Efficient way to update all rows in a table - sql

I have a table with a lot of records (could be more than 500 000 or 1 000 000). I added a new column in this table and I need to fill a value for every row in the column, using the corresponding row value of another column in this table.
I tried to use separate transactions for selecting every next chunk of 100 records and update the value for them, but still this takes hours to update all records in Oracle10 for example.
What is the most efficient way to do this in SQL, without using some dialect-specific features, so it works everywhere (Oracle, MSSQL, MySQL, PostGre etc.)?
ADDITIONAL INFO: There are no calculated fields. There are indexes. Used generated SQL statements which update the table row by row.

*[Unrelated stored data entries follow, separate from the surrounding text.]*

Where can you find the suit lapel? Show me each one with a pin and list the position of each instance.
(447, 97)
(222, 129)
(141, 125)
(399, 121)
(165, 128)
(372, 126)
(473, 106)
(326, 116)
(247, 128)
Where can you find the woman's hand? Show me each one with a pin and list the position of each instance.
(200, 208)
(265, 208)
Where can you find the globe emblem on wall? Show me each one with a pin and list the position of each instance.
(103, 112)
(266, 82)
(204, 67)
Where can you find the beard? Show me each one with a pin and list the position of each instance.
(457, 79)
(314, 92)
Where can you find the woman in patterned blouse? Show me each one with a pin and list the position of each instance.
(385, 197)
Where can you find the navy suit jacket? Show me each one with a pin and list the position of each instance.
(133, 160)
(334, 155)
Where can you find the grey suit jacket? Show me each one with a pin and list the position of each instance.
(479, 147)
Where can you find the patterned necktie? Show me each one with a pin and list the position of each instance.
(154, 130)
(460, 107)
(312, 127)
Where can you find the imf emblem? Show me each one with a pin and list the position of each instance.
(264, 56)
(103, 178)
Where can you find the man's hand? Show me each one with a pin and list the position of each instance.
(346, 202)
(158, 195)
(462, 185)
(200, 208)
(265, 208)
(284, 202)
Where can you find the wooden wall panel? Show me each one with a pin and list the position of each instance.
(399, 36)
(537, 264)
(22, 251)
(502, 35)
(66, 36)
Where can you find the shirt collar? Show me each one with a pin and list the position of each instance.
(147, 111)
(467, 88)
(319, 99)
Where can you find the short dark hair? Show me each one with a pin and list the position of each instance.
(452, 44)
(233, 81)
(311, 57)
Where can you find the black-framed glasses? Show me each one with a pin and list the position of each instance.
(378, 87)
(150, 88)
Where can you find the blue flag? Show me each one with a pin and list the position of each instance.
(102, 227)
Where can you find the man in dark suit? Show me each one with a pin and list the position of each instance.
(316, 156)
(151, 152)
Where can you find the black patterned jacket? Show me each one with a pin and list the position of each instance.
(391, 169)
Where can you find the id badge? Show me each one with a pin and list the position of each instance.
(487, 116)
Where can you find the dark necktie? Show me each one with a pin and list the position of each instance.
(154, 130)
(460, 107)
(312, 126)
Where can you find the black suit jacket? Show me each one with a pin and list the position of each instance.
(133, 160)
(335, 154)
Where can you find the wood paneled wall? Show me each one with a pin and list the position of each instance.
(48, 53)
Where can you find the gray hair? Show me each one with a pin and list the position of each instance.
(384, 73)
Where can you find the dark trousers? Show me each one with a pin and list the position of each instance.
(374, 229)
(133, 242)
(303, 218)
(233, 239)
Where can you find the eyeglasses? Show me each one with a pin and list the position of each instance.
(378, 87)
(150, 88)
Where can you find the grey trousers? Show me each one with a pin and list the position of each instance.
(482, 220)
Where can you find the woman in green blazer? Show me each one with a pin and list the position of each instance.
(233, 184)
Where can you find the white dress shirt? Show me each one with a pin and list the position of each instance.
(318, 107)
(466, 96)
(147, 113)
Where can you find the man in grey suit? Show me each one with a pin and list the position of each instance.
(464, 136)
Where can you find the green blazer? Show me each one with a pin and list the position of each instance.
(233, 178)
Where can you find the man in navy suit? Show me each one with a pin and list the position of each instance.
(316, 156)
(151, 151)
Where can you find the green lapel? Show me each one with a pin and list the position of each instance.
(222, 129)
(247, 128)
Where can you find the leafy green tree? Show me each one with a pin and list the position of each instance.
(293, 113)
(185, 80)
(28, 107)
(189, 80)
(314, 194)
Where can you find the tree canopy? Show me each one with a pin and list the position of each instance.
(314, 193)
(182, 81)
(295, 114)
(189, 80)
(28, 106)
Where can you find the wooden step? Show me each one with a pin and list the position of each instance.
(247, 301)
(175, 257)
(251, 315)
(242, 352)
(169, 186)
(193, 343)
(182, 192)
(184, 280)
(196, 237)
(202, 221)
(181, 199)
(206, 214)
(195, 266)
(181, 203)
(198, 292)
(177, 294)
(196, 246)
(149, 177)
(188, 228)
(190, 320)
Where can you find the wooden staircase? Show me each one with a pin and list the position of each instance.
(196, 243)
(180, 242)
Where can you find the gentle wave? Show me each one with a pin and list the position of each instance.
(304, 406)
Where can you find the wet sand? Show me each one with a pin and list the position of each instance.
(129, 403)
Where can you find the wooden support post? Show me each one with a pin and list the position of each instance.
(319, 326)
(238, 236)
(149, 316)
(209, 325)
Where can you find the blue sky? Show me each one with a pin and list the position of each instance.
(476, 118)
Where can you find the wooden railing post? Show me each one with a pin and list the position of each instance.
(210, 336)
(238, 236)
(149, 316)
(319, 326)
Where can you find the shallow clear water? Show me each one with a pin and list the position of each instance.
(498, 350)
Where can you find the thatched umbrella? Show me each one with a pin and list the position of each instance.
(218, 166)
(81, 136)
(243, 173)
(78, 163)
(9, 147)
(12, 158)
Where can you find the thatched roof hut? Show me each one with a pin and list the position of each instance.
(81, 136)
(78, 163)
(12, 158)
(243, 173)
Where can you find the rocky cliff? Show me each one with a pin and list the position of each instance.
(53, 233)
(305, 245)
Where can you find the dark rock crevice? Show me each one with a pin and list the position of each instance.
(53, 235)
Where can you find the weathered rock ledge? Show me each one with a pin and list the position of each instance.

The usual way is to use UPDATE:
UPDATE mytable
SET new_column = <expr containing old_column>
You should be able to do this is a single transaction.

As Marcelo suggests:
UPDATE mytable
SET new_column = <expr containing old_column>;
If this takes too long and fails due to "snapshot too old" errors (e.g. if the expression queries another highly-active table), and if the new value for the column is always NOT NULL, you could update the table in batches:
UPDATE mytable
SET new_column = <expr containing old_column>
WHERE new_column IS NULL
AND ROWNUM <= 100000;
Just run this statement, COMMIT, then run it again; rinse, repeat until it reports "0 rows updated". It'll take longer but each update is less likely to fail.
EDIT:
A better alternative that should be more efficient is to use the DBMS_PARALLEL_EXECUTE API.
Sample code (from Oracle docs):
DECLARE
l_sql_stmt VARCHAR2(1000);
l_try NUMBER;
l_status NUMBER;
BEGIN
-- Create the TASK
DBMS_PARALLEL_EXECUTE.CREATE_TASK ('mytask');
-- Chunk the table by ROWID
DBMS_PARALLEL_EXECUTE.CREATE_CHUNKS_BY_ROWID('mytask', 'HR', 'EMPLOYEES', true, 100);
-- Execute the DML in parallel
l_sql_stmt := 'update EMPLOYEES e
SET e.salary = e.salary + 10
WHERE rowid BETWEEN :start_id AND :end_id';
DBMS_PARALLEL_EXECUTE.RUN_TASK('mytask', l_sql_stmt, DBMS_SQL.NATIVE,
parallel_level => 10);
-- If there is an error, RESUME it for at most 2 times.
l_try := 0;
l_status := DBMS_PARALLEL_EXECUTE.TASK_STATUS('mytask');
WHILE(l_try < 2 and l_status != DBMS_PARALLEL_EXECUTE.FINISHED)
LOOP
l_try := l_try + 1;
DBMS_PARALLEL_EXECUTE.RESUME_TASK('mytask');
l_status := DBMS_PARALLEL_EXECUTE.TASK_STATUS('mytask');
END LOOP;
-- Done with processing; drop the task
DBMS_PARALLEL_EXECUTE.DROP_TASK('mytask');
END;
/
Oracle Docs: https://docs.oracle.com/database/121/ARPLS/d_parallel_ex.htm#ARPLS67333

You could drop any indexes on the table, then do your insert, and then recreate the indexes.

Might not work you for, but a technique I've used a couple times in the past for similar circumstances.
created updated_{table_name}, then select insert into this table in batches. Once finished, and this hinges on Oracle ( which I don't know or use ) supporting the ability to rename tables in an atomic fashion. updated_{table_name} becomes {table_name} while {table_name} becomes original_{table_name}.
Last time I had to do this was for a heavily indexed table with several million rows that absolutely positively could not be locked for the duration needed to make some serious changes to it.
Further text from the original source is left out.